A editora já publicou quatro livros, são eles: “Contos da Vovó Marta”, escrito pela educadora; “Imuê’en: Por um estar no mundo originário”, escrito por Porakê Munduruku; a coletânea “O Ressoar das Vozes”, de Ariane Landa, Elias de Lima, Escaley Alves Gisely, Moura Argôlo, Jade Bustos, Julia Schardong Veiga, Letícia Couto, Maria Eduarda Corrêa, Martha de Lima, Thayssa Rodrigues e Saile Moura, que reúne contos e retomadas de memórias ancestrais. E também “Oboré: Quando a terra fala”, assinado por Martha Batista de Lima, Célia Xacriabá, Hugo Fulni-ô, Kaká Werá, Daiara Tukano, Walderes Cocta Priprá, Joziléia Kaingang e Kerexu Yxapyry.
A partir da editora, Martha circula por espaços educacionais, feiras e eventos culturais, onde leva as obras e promove contação de histórias, aproximando adultos e crianças da história indígena.
Os livros podem ser adquiridos em contato direto com Martha nas redes sociais da editora.
Para a educadora, a maneira de ver o mundo, de aprender com ele e com a vida passa por muitos caminhos e não pode se limitar às formas tradicionalmente estabelecidas.

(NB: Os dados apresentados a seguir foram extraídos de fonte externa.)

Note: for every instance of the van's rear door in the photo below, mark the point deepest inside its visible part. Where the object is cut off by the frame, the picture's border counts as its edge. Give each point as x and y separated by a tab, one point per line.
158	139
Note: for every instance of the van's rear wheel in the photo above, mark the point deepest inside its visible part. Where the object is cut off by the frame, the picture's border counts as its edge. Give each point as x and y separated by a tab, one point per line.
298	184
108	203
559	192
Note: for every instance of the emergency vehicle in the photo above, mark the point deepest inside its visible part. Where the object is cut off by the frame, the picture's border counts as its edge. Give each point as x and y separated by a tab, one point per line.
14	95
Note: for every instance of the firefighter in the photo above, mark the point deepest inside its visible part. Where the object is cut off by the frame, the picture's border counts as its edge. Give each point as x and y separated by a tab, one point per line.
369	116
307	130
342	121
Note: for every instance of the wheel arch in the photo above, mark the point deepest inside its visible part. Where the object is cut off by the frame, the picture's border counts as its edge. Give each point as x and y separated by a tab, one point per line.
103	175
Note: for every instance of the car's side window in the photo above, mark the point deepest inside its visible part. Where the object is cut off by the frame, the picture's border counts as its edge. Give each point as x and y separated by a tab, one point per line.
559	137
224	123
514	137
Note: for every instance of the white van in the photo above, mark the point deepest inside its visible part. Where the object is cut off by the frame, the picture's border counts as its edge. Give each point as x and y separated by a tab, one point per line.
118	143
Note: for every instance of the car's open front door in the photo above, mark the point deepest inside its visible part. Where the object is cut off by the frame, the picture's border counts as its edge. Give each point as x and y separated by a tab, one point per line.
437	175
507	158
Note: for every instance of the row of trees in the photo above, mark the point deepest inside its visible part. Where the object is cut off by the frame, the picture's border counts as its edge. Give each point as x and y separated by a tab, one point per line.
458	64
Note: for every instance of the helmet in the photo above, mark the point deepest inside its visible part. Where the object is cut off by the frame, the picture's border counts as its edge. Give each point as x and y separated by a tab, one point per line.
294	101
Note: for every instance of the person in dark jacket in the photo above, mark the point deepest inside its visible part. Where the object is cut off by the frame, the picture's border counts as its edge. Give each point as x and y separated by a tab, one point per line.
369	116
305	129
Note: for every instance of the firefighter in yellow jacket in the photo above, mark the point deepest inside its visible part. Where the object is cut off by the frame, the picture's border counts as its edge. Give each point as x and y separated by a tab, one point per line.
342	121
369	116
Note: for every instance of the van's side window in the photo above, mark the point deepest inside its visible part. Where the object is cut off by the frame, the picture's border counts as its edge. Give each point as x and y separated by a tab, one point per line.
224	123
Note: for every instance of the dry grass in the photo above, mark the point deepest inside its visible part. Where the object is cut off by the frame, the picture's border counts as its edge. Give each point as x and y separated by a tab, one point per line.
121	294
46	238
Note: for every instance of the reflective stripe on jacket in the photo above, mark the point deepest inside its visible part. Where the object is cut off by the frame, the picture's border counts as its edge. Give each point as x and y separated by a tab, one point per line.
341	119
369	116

Ela reforça que os povos indígenas possuem conhecimentos que possibilitam a construção de imaginários de emancipação, através, principalmente, da valorização dos territórios e das relações humanas.
Martha ressalta que a literatura vai além de escrever livros, que trata-se de construir um pensamento contracolonial de existência. Ela também pontua que as dificuldades que editoras independentes enfrentam diariamente para sobreviver já escancara as contradições e limitações do academismo, que frequentemente invisibiliza os saberes e vozes indígenas. Confira o bate-papo na íntegra.
Desenrola e Não Me Enrola: Como nasceu a Editora Saberes da Mata?
Martha de Lima: Nasceu da necessidade. Eu não sabia nada, fui aprendendo fazendo, errando, acertando. Começou quando participei como mediadora do 3º Congresso Mundial de Transdisciplinaridade, em 2020-2021. Daí nasceu o livro Oboré. Fiz mil cópias, saí vendendo pelo mundo. Foi nesse caminho que me reconheci como mulher indígena, originária do bioma amazônico.
O selo Saberes da Mata nasceu de um grupo de leitura do Oboré. Depois veio a obra “O Ressoar das Vozes”. Quando procuramos editoras para publicar, elas queriam mudar tudo: capa, revisor, até autor. Aí eu disse não. Foi aí que nasceu a editora.
Eu nem sabia o que era ter um selo independente, mas fui lá, criei nome, fiz logo, abri MEI e coloquei como editora, depois de três pessoas me incentivarem a começar.
No trabalho, opto por selecionar revisores que conhecem da cultura indígena, senão acabam por corrigir o que não é erro. Tenho alguém que trabalha com aquarela digital e já me entrega a capa diagramada. Agora busco alguém que traduza para o Guarani.
De modo geral, a editora sou eu. Crio, vendo, envio, carrego as caixas no carro, levo nos eventos, etc. Meu marketing é artesanal. Agora, quero investir um pouco mais na divulgação, estou entendendo o melhor caminho.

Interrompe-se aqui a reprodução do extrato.